De leur côté, les magistrats instructeurs ont estimé que si des remontées d’informations avaient bien eu lieu entre les responsables sûreté de Lafarge et les services secrets sur la situation autour du site, cela ne démontrait « absolument pas la validation par l’État français des pratiques de financement d’entités terroristes mises en place par Lafarge en Syrie ».

Recevabilité des parties civiles

Parmi les 241 parties civiles constituées à ce jour, on compte plusieurs Ong, dont Sherpa et le Centre européen pour les droits constitutionnels (Ecchr), à l’initiative d’une des plaintes qui a déclenché la procédure en 2016 ; mais surtout des dizaines d’ex-salariés syriens de l’usine. Plusieurs d’entre eux devraient venir témoigner de leur quotidien au cours de cette période : les risques encourus au passage des check-points tenus par les différents groupes armés, les enlèvements que certains ont subis, la menace permanente sur leurs vies.

Dans ce dossier, la Cour de cassation a pourtant déjà estimé leur constitution de partie civile irrecevable dans cette affaire, mais ils comptent bien défendre leur recevabilité dès l’ouverture des débats. « Aujourd’hui, dans la façon dont est rédigée l’infraction de financement du terrorisme, la Cour de cassation considère que l’incrimination de financement du terrorisme en tant que telle n’envisage pas la possibilité qu’une personne physique puisse être victime directe : le préjudice ne pourrait être reconnu que pour l’intérêt général, pas pour une personne physique », explique Clara Ernst-Mollier, juriste au cabinet Ancile qui représente 135 ex-salariés syriens.

Or « à partir du moment où on considère que le financement présumé a permis le maintien de l’usine qui ne fonctionne qu’avec ses salariés », et que ce financement visait notamment à assurer leur circulation et dans une certaine mesure leur sécurité, « rien que pour ça, la question mérite d’être posée du lien de causalité directe », insiste la juriste qui conclut : « Et étant donné ce qu’ils ont vécu, financer ces groupes armés a eu une réelle conséquence sur eux, très concrète et très directe. » Les nombreuses questions de procédures que comptent soulever les parties civiles comme la défense pourraient occuper plusieurs demi-journées d’audience et retarder l’entrée dans le fond des débats.

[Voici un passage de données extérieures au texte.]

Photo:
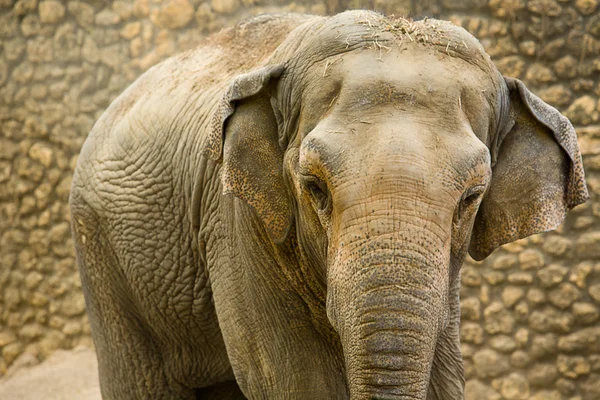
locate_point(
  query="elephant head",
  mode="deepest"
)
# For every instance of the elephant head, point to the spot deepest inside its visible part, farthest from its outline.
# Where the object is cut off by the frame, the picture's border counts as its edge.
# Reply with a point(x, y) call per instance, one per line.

Lafarge encourt de fortes amendes

En tant que personne morale, Lafarge encourt jusqu’à 1,125 million d’euros d’amende pour le financement du terrorisme. Pour la violation d’embargo, l’amende encourue est nettement plus lourde, allant jusqu’à 10 fois le montant de l’infraction qui sera retenu in fine par la justice. Les prévenus personnes physiques risquent eux dix ans d’emprisonnement et 225 000 euros d’amende pour financement du terrorisme.

Par ailleurs, un autre volet de cette affaire est toujours en cours d’instruction : Lafarge a en été également été mis en examen pour complicité de crimes contre l’humanité en Syrie et en Irak. Le procès doit se tenir jusqu’au 16 décembre.